L’original du portrait posthume de Mᵐᵉ de Staël par Gérard, que les gravures, les vases de Sèvres même et les caisses à thé ont rendu si familier à tous; la miniature dont j’ai déjà parlé; enfin la figure inspirée de Corinne, où Mᵐᵉ Récamier trouve une ressemblance avec son amie qui ne s’arrête pas aux traits, semblent être pour elle des objets de vénération et d’amour...

XXI

ÉMEUTE QUOTIDIENNE A LA PORTE SAINT-MARTIN.—INDULGENCE EXCESSIVE DU GOUVERNEMENT.—COMMENT FAIRE CESSER LES DÉSORDRES.

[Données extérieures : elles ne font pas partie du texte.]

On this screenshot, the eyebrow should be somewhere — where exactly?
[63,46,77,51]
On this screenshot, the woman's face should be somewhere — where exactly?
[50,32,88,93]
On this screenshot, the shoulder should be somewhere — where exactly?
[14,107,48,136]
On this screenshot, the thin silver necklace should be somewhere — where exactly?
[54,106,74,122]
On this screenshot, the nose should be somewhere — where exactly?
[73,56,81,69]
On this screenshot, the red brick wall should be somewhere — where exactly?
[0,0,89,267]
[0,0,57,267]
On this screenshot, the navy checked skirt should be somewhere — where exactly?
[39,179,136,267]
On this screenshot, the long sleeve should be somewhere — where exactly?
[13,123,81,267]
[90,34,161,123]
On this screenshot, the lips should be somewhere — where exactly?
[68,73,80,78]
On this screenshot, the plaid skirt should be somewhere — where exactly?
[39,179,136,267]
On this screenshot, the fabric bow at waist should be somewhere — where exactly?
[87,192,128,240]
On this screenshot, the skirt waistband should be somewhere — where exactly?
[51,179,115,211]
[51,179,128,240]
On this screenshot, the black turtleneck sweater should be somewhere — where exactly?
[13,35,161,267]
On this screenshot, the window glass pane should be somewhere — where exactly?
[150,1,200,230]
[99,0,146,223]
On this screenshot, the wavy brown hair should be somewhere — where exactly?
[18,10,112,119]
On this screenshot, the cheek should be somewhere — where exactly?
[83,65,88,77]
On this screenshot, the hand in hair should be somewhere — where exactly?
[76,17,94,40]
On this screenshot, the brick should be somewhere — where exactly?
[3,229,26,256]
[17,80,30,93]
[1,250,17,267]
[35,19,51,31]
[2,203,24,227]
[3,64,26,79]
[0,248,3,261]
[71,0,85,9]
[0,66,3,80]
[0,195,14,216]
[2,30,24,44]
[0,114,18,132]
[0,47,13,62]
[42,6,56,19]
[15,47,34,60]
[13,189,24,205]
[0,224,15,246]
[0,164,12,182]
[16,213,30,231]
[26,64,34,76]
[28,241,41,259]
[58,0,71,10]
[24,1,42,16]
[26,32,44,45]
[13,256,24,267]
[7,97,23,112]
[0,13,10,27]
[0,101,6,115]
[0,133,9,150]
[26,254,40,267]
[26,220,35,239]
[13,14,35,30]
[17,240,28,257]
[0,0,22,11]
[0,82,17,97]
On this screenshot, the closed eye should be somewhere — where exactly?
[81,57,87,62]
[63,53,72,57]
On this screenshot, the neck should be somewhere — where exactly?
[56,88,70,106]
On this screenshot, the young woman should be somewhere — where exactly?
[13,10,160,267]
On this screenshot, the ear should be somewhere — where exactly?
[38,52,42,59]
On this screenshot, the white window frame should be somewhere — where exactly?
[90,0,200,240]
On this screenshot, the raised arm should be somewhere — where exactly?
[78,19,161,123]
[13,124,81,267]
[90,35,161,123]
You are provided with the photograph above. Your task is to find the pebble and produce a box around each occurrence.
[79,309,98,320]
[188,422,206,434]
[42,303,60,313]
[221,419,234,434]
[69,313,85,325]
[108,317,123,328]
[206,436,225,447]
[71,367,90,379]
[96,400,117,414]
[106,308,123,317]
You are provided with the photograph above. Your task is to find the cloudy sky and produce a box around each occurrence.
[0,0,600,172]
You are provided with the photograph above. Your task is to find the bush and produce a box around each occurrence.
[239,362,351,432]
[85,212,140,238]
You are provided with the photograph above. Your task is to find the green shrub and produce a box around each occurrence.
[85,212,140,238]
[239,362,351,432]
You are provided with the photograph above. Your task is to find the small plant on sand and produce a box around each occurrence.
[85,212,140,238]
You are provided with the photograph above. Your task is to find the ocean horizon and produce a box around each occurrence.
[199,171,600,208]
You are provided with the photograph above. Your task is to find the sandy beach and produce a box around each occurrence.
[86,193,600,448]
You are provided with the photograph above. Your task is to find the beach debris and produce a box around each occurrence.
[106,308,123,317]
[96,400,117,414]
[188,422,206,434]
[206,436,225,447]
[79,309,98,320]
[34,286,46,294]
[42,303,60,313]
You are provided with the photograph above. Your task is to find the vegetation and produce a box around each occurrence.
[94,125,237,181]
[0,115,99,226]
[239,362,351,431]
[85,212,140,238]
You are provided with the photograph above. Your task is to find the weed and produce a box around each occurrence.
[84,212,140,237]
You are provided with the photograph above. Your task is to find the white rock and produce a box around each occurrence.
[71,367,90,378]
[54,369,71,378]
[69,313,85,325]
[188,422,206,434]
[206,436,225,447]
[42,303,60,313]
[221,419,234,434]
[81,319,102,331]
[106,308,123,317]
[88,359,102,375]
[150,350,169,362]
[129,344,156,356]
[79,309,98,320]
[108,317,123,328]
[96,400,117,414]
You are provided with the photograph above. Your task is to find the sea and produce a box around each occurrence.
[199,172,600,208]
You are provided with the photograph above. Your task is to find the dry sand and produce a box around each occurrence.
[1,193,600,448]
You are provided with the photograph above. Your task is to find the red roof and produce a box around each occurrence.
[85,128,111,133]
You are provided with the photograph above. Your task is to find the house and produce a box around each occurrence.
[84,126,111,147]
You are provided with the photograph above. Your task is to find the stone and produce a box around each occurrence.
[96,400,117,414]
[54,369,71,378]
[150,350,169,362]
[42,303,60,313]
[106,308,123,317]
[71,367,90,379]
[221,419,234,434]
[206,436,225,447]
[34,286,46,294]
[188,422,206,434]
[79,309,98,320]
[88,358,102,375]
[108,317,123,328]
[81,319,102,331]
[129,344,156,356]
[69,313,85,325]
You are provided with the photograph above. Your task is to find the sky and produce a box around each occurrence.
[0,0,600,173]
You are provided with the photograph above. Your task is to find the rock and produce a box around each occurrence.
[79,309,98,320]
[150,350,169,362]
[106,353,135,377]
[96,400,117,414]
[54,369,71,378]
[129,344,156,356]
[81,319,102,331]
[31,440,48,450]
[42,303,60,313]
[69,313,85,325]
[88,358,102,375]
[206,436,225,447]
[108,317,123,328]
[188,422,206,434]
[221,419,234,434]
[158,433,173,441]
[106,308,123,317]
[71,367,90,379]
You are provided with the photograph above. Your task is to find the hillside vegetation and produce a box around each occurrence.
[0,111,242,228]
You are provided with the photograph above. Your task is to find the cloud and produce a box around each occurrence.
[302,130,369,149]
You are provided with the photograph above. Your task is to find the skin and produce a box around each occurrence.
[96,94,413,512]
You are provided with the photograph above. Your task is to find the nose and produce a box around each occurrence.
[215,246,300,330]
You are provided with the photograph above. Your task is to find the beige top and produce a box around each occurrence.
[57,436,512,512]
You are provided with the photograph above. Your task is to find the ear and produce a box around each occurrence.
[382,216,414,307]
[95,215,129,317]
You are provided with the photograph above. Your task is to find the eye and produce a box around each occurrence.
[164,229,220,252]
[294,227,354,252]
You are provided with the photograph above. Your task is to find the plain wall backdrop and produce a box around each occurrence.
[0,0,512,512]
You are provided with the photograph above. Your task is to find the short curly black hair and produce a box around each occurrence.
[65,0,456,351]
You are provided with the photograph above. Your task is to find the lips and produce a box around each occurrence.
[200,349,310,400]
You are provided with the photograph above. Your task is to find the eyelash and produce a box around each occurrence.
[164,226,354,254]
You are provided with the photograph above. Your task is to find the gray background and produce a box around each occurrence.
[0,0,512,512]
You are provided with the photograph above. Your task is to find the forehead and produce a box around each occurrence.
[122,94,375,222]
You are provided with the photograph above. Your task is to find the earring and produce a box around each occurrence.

Bien que Paris soit en réalité aussi tranquille qu’une grande cité peut l’être, on continue à nous annoncer régulièrement chaque matin qu’il y avait une émeute hier soir à la porte Saint-Martin. Mais je vous assure que ce sont là passe-temps fort innocents; et quoique l’heure mystérieuse qui doit toujours amener une révolution s’écoule rarement sans quelques arrestations, les individus menés au poste sont toujours mis en liberté le lendemain matin, car on s’est aperçu que ces juvéniles agresseurs, qui ont rarement plus de vingt ans, sont aussi inoffensifs qu’une troupe de grenouilles coassant sur les bancs de sable de la Wabash. Néanmoins le récit continuellement répété de ces réunions nocturnes inspira, il y a quelques soirs, à deux de nos amis l’envie d’aller à cette célèbre porte Saint-Martin, dans l’espoir d’être témoins d’une de ces charmantes petites émeutes. Mais en arrivant à l’endroit fixé, ils trouvèrent tout parfaitement tranquille et plongé dans le silence d’une nuit tranquille et bien surveillée. Quelques militaires toutefois allaient et venaient près de là; et ce furent eux qui apprirent à nos amis la cause d’un calme si inusité dans ce quartier de la ville, devenu célèbre.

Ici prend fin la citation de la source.